Air travel is inherently multimodal. Any passenger using air transport services needs to combine them with other modes that facilitate the movement between door-to-door origin and destination points and the origin and destination airports. A multimodal approach to the quality and efficiency of the passenger journey is essential, not only to ensure the competitiveness of aviation by improving the passenger experience and optimising capacity, but also to reduce aviation’s ecological footprint. 

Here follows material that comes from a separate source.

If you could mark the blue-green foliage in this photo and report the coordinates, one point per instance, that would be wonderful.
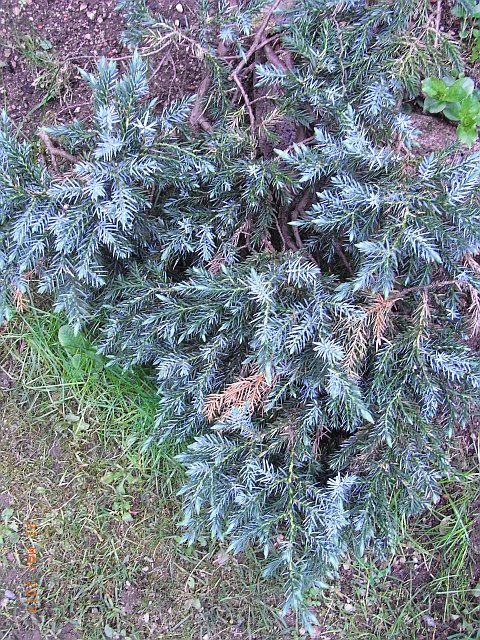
(316, 387)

Unsurprisingly, the provision of seamless multimodal door-to-door travel options is a priority for the European transport policy. There is a growing emphasis on further integration of air transport with ground modes, as shown by the early implementations of air-rail intermodal solutions and research on multimodal performance indicators (SESAR Joint Undertaking, 2020). While these concepts begin to provide tangible improvements to passenger experience and aviation efficiency, multimodality strategies must consider that airport access is a dynamic context permeable to mobility innovations.

The MAIA project

MAIA is a research project funded by the EU under the Horizon Europe Research and Innovation Programme, through the SESAR JU. MAIA’s vision is that, within 5-10 years, cooperative, connected and automated mobility (CCAM) and urban air mobility (UAM) services will be available in an integrated manner with the airport infrastructure and the other access modes. Artificial intelligence tools and digital twins will be used to anticipate the impacts of different service configurations on the performance of airports as multimodal hubs. Aviation stakeholders will be able to make evidence-based decisions on how to implement, operate and regulate novel services to improve passenger experience, increase capacity, and contribute to reach sustainability goals. 

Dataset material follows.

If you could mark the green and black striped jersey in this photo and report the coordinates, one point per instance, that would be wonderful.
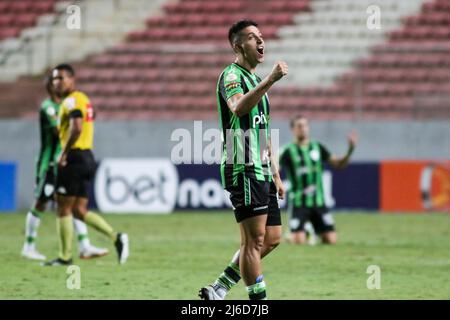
(245, 139)
(304, 166)
(50, 145)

MAIA aims to develop a set of data analytics and modelling tools to support the evidence-based design and implementation of multimodal airport access solutions, incorporating two passenger mobility innovations: shared autonomous vehicle fleets and electric Vertical Take-Off and Landing (eVTOL). MAIA’s tools will monitor and anticipate changes in passenger behaviour resulting from these new options, optimise vehicle dispatching under multimodal disruptions, and recommend suitable locations for vertiports. The final goal is to maximise the contribution of these mobility innovations to the competitiveness and sustainability of the European aviation sector

This goal entails the following five specific objectives:

  1. Identify the opportunities and risks associated with passenger mobility innovations in a multimodal airport access context.
  2. Develop MAIA-Engine (Solution 1), a toolset for a passenger-centric design and implementation of innovative multimodal airport access services, including new methods and tools for predicting passenger behaviour.
  3. Develop MAIA-CCAM (Solution 2), a vehicle dispatching tool to support the operation of Shared Autonomous Vehicle (SAV) fleets in the airport access, able to mitigate the impact of multimodal disruption.
  4. Develop MAIA-UAM (Solution 3), a vertiport site selection framework to support the implementation of Unmanned Aerial Vehicles (UAV) services in the airport access, balancing passenger experience criteria and UAM operational constraints.
  5. Demonstrate and evaluate the capabilities of MAIA-Engine through their application to a set of case studies in the European airport network, aiming to demonstrate to what extent the novel MAIA-CCAM and MAIA-UAM concepts can help improve passenger experience, capacity, and environmental sustainability.

Nommon’s role

As project coordinator, Nommon has a leading role in the MAIA project, managing and facilitating the collaboration among all partners and stakeholders involved in the project. Additionally, Nommon leads two work packages

  • WP2, focused on identifying the opportunities and risks associated with passenger mobility innovations in a multimodal airport access context through spatial analysis, desk research, and stakeholder involvement, creating a solid conceptual framework for the development of MAIA solutions.  
  • WP6, related to the demonstration and evaluation of MAIA-Engine’s capabilities through their application to case studies in the European airport network, specifically at Madrid Barajas and Brussels airport, aiming to at demonstrating how to what extent the novel MAIA-CCAM and MAIA-UAM concepts can enhance passenger experience, capacity and environmental sustainability.

In addition, Nommon actively participates in WP3 by implementing two algorithms: 

  • Machine learning classification models for the characterisation of passengers and journeys attributes relevant to predicting the uptake of CCAM and UAM-based airport access services. Nommon will implement these models that will be trained to capture the relationships between the target variables missing in the mobile network data and the explanatory variables that are present both in surveys and mobile network data. 
  • Data-driven shared mobility demand forecast models. Nommon will develop algorithms for airport access service demand modelling. In MAIA, this machine learning models will predict the volume of shared mobility trips at origin-destination pair level considering features that may be particularly explanatory of the demand captured by shared airport access services (e.g., distribution of passengers according to features such as group travelling or baggage carrying, available thanks to the passenger profiling developments) so that it can support the operations of airport access shared services (e.g., hourly trip requests).

MAIA is funded by the EU under the Horizon Europe Research and Innovation Programme, through the SESAR Joint Undertaking (grant agreement No. 101114853).